No single advisor can credibly deliver all of that alone.

The most effective leaders understand this. They focus less on being the expert in every meeting and more on building the brand from the inside out. They cultivate talent and expand responsibility for growth across the firm rather than concentrating it in a single rainmaker. That often means rotating client meeting leadership, sharing relationship ownership, and making succession visible long before it becomes urgent.

In an advice-driven world, it takes a village.

2. Information is abundant, judgement is scarce.

Technology has reshaped client expectations. Data is instant, analysis is increasingly automated, and insights are easier to generate than ever before. This does not diminish the advisor’s role; it clarifies it.

When information is abundant, interpretation becomes more valuable. Technology should amplify human touchpoints, not replace them. The advisors who thrive will use data to deepen conversations and show up consistently during moments of uncertainty.

That same shift applies inside firms. Leadership is less about having every answer and more about helping others think critically, guiding rather than controlling and allowing room for growth.

Authority alone no longer defines leadership. Authenticity does.

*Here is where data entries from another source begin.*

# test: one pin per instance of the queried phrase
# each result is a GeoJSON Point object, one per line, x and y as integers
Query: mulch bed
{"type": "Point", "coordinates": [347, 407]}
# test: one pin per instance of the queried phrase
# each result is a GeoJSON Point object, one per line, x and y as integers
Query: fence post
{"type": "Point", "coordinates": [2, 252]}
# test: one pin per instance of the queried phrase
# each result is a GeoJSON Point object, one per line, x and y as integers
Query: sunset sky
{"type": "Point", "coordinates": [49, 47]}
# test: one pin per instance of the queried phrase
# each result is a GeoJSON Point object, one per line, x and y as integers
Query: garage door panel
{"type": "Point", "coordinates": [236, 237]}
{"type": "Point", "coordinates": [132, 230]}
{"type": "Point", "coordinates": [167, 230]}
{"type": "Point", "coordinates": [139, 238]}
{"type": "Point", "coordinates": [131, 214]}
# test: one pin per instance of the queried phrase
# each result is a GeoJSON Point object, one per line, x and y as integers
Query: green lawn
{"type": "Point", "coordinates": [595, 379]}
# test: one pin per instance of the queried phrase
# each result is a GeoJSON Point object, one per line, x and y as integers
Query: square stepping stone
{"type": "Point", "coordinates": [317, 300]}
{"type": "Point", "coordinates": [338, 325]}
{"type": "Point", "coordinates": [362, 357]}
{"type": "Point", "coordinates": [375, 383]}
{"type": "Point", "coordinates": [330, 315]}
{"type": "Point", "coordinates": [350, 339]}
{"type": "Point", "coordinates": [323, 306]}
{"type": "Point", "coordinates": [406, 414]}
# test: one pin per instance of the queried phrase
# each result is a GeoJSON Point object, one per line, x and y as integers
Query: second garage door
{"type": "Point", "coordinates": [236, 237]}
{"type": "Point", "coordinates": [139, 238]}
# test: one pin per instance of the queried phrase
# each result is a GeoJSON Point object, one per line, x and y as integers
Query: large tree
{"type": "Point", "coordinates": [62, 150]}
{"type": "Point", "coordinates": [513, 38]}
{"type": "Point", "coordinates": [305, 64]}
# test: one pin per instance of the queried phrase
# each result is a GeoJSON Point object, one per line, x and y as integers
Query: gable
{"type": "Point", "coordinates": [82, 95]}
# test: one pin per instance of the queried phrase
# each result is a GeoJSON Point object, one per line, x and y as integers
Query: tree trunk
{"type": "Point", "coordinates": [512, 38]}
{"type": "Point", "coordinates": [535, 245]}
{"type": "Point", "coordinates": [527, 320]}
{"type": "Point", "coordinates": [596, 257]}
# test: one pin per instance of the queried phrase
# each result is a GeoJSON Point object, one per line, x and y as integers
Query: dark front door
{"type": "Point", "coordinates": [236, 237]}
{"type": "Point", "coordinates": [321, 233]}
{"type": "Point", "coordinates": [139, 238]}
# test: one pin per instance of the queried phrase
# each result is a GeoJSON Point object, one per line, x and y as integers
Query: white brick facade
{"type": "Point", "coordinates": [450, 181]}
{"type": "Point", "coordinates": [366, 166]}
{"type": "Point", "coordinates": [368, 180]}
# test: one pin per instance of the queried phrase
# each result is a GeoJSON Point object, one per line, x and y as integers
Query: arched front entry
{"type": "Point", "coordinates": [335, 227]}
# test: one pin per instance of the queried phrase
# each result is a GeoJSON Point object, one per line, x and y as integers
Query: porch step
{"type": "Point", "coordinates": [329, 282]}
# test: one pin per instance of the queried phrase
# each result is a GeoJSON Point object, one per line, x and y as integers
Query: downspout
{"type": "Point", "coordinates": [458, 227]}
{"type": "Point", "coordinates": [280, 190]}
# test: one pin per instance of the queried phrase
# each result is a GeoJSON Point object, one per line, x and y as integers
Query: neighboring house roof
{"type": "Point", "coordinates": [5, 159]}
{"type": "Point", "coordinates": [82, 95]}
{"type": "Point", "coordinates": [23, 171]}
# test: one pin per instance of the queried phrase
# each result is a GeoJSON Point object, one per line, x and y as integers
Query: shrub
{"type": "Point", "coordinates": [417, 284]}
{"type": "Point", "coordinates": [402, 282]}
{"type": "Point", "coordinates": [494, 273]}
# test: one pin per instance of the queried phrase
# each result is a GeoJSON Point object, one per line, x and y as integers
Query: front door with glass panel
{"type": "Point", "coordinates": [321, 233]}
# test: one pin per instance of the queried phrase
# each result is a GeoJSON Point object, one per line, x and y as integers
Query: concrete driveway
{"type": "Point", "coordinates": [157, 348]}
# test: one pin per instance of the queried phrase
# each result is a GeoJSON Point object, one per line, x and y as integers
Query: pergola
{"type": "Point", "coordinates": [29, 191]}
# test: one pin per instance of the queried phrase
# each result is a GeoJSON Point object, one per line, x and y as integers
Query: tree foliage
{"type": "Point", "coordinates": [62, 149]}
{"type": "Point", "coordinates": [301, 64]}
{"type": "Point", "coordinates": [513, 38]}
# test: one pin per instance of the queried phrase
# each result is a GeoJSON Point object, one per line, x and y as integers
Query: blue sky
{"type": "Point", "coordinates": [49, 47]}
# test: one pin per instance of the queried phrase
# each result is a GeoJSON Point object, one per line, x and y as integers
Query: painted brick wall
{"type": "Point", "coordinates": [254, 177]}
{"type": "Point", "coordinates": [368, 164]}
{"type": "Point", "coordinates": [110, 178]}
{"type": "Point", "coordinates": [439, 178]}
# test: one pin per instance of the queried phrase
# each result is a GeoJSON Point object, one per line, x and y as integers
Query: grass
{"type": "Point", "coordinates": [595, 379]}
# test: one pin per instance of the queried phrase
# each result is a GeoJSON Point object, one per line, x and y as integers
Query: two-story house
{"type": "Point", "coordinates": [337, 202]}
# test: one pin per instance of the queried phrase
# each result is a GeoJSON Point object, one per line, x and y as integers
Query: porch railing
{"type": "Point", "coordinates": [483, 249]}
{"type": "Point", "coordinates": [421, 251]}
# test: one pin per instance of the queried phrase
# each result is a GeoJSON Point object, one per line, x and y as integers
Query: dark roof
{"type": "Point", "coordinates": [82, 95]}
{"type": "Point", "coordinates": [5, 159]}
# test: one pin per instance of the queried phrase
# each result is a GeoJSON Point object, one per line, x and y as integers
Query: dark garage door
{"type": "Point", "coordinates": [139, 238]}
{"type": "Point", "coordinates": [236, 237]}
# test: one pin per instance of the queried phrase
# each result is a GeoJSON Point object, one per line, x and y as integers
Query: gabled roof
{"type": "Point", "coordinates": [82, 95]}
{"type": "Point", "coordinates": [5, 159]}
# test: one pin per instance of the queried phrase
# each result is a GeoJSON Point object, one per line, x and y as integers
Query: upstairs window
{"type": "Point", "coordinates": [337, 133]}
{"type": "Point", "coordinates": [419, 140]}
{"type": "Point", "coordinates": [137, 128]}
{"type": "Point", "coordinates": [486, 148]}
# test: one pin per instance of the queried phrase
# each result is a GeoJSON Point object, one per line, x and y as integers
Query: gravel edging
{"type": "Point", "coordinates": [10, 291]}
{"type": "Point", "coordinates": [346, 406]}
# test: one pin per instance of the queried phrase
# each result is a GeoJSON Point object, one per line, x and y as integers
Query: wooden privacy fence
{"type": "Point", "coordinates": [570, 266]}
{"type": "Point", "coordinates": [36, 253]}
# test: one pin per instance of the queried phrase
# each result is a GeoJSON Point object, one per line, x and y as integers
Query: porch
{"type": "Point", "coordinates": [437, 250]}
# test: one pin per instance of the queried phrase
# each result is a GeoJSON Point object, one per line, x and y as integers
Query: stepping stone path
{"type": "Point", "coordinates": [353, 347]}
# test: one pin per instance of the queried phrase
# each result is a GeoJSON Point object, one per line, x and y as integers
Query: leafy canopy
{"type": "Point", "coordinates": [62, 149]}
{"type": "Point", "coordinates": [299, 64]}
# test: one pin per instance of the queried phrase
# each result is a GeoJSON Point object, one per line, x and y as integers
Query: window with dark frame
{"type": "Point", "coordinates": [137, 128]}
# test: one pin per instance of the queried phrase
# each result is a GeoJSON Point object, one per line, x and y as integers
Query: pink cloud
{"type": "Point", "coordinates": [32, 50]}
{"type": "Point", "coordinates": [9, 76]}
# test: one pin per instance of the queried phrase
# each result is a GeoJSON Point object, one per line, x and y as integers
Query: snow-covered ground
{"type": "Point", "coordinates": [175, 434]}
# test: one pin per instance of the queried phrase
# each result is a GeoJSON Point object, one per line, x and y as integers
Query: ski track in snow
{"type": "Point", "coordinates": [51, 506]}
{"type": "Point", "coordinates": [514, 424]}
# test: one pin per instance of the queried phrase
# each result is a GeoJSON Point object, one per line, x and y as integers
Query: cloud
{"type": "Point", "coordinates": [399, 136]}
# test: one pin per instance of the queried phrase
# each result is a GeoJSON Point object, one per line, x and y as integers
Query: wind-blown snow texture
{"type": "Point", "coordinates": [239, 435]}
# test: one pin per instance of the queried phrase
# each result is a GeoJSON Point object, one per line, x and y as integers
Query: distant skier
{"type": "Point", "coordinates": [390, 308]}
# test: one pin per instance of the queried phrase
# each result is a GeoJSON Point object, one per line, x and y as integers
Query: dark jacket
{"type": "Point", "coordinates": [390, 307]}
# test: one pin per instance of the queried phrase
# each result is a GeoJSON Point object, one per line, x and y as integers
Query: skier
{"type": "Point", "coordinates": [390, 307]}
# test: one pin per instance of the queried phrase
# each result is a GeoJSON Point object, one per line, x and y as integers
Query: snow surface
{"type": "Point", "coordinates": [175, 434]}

3. Brand is culture in action.

Brand is not a logo, a website, or a positioning statement. It is the lived expression of how a firm operates and how consistently it delivers on its value proposition.

Do clients experience coordination across the team or silos? Is succession visible and intentional? Is the experience consistent regardless of who is in the room?

Brand is built in those operational moments, it is the alignment between what you say and what clients experience, consistently over time. It shows up in who calls during volatility (and there’s been no shortage of market and geopolitical volatility the past few years), how seamlessly clients are handed from one advisor to another, and whether your value proposition can be clearly articulated across the team.

When growth depends on a single rainmaker, the brand is fragile. When leadership and accountability are shared, the brand becomes durable. Institutional trust is earned through consistent behavior over time.

What does this mean for advisory leaders today?

It means recognizing that access and performance are no longer your edge. These are table stakes. Judgment, clarity, and follow-through are the differentiators. It means being intentional about how leadership is shared, how talent is cultivated, and how your firm (and you) shows up in moments that matter.

It also means being clear about what you offer and why clients should trust you. In an environment of abundant choice and constant noise, focus is a competitive advantage.

From product to advice.

From rainmakers to teams.

From authority to authenticity.

The advisors – and firms – best positioned for what comes next will be those whose leadership model and brand are aligned, collaborative, disciplined, and built to endure.